KARACHI: Pakistan is pressing ahead with plans to privatize state-owned enterprises (SOEs) after official data released on Friday showed the sector posted a net loss of PKR 122.9 billion ($441 million) in the year ended June 2025, with the government approving new transactions involving power utilities, an international airport and other major assets.
The Cabinet Committee on State-Owned Enterprises, chaired by Finance Minister Muhammad Aurangzeb, reviewed the Annual Consolidated Performance Report of SOEs for the fiscal year ended June 2025. The report was prepared by the Finance Division’s Central Monitoring Unit, which showed SOEs remain a significant drag on public finances.
“The Committee was informed that during FY 2024-25, aggregate revenues of SOEs stood at approximately PKR 12.4 trillion [$44.6 billion], reflecting a decline largely attributable to reduced profitability in the oil sector following lower international oil prices,” said an official statement circulated by the Finance Division.
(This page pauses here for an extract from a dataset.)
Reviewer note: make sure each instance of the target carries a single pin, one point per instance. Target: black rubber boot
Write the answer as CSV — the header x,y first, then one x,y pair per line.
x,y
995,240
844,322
“Aggregate profits of profit-making SOEs declined by 13 percent to PKR 709.9 billion [$2.55 billion] compared to PKR 820.7 billion [$2.95 billion in the preceding year], while aggregate losses of loss-making SOEs showed improvement, declining by around 2 percent to PKR 832.8 billion [$2.99 billion],” it added. “Despite this improvement, the net result was an overall net loss of PKR 122.9 billion [$441 million] for the SOE sector, compared to a net loss of PKR 30.6 billion [$110 million] in the previous year.”